Monday, October 24, 2011

China’s Sovereign Wealth Fund Tries to Bolster Stocks of Major Banks


HONG KONG — Trying to stem a steep decline in the stock prices of China’s four main banks, the nation’s sovereign wealth fund started buying their shares Monday and plans to buy more in the coming year.
That word, disclosed by the banks late in Monday’s trading session, helped their share prices rebound somewhat on the Hong Kong stock exchange.


Chinese bank stocks have lost a third of their value so far this year, with most of the losses since August. Compared with the battered stocks of many European banks, the decline does not reflect worries about Greek bonds — Chinese banks have very few — but rather about the effects of stricter capital requirements by China’s regulators and worries about possible losses on domestic loans.

The China Banking Regulatory Commission is putting heavy pressure on banks to raise capital. The regulators want to prepare banks to meet rising international standards for capital adequacy and to strengthen the banks’ balance sheets against possible losses on big loans issued to Chinese companies and local governments during China’s economic stimulus program in 2009 and 2010.

The Agricultural Bank of China, one of the four main banks that together control two-thirds of the Chinese banking market, has already said that it intends to raise more capital next year. And investors have been watching for moves to sell shares by the other three: the Industrial and Commercial Bank of China, China Construction Bank and the Bank of China.

“One of the things depressing the share prices is that the existing public shareholders worry that they’re going to get diluted,” said Nicholas R. Lardy, a senior fellow at the Peter G. Peterson Institute for International Economics in Washington.

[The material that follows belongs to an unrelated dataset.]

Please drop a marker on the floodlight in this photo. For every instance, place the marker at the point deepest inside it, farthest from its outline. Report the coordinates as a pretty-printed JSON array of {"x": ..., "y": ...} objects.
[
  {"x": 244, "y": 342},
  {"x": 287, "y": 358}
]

According to filings the four banks made with the Hong Kong stock exchange, the share purchases on Monday were made by Central Huijin, a holding company that is part of the country’s sovereign wealth fund, the China Investment Corporation. Central Huijin has a tangled history that has complicated China’s ability to regulate its banks.

Central Huijin already owns stakes in the banks that range from 35.4 percent of Industrial and Commercial Bank to 67.6 percent of the Bank of China. The purchases Monday will not alter these percentages significantly.

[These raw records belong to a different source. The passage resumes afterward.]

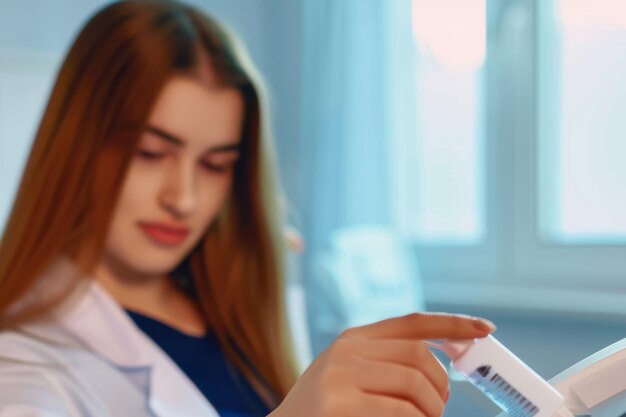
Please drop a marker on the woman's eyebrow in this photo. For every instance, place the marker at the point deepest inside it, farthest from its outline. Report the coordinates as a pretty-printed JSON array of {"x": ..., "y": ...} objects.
[{"x": 179, "y": 142}]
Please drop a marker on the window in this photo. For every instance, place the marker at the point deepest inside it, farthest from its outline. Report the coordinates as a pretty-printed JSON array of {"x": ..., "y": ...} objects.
[
  {"x": 583, "y": 70},
  {"x": 534, "y": 133}
]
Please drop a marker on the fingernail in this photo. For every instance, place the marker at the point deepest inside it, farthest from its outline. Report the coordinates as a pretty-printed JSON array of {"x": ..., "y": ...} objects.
[{"x": 485, "y": 326}]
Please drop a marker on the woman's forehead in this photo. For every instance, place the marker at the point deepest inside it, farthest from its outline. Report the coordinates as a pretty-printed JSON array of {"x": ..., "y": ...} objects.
[{"x": 197, "y": 113}]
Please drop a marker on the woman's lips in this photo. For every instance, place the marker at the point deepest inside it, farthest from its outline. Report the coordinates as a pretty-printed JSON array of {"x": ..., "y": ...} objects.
[{"x": 164, "y": 234}]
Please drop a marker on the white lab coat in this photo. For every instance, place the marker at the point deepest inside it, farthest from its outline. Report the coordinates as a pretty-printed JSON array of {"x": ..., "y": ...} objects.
[{"x": 93, "y": 361}]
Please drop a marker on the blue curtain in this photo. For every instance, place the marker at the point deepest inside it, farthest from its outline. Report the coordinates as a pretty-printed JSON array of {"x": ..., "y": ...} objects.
[{"x": 357, "y": 107}]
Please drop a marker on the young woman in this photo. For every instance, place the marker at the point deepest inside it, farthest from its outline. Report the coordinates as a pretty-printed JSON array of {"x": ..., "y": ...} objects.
[{"x": 141, "y": 267}]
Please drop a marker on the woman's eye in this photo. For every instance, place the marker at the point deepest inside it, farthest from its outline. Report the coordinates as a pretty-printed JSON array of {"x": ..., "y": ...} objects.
[
  {"x": 219, "y": 168},
  {"x": 149, "y": 154}
]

The central bank set up Central Huijin in 2003 to bail out the country’s banks after a surge in losses on loans issued to politically connected, state-owned enterprises in the mid-1990s.

Central Huijin was transferred in 2007 to the China Investment Corporation, which had been set up to invest part of the country’s foreign exchange reserves in the stock market. The move was controversial, in part because it involved issuance of bonds to compensate the central bank for the transfer. China Investment promised that it would collect enough dividends from the banks to make payments on the bonds.

As a result of that promise, the big Chinese banks have been paying out roughly half of their earnings in dividends since then, compared with only 10 to 12 percent for many industrial companies. That has slowed the banks’ ability to comply with regulators’ demands to build capital reserves.

The high dividend payouts, in conflict with the need to raise capital, have started to prompt grumbling by Chinese bank executives. Xiang Junbo, the chairman of the Agricultural Bank of China, was quoted in July by The Study Times, a weekly publication controlled by the Communist Party School, as saying that the country’s big banks “should avoid high levels of dividend payments while we are frequently going to the market for fund-raising exercises.”

But Lou Jiwei, the chairman of the China Investment Corporation, has said that Central Huijin needs 300 million renminbi a day, or $47 million, just to pay the interest on the bonds issued to compensate the central bank. Central Huijin cannot easily sell its shares in the banks to raise money for servicing that debt, because this would increase the number of shares in public circulation and could further depress the stock prices.

The announcements by the big four banks reversed a slide in their share prices earlier in the day. They posted small gains by the close, except for China Construction Bank; it fell 0.21 percent on the day, closing at 4.83 Hong Kong dollars, but was up from earlier lows.

Another worry for the banks lies in their exposure to special borrowing units of local governments. China’s National Audit Office said at the end of June that those loans — mainly for infrastructure projects that helped China spend its way out of the global economic downturn — had totaled 10.7 trillion renminbi, or $1.7 trillion, by the end of 2010.

The debt burden from those loans is putting heavy pressure on local governments to raise the fees for water, sewage and other municipal services that were greatly improved with the loans, but which continue to be provided to the public for less than their cost, Mr. Lardy, of the Peterson Institute, said.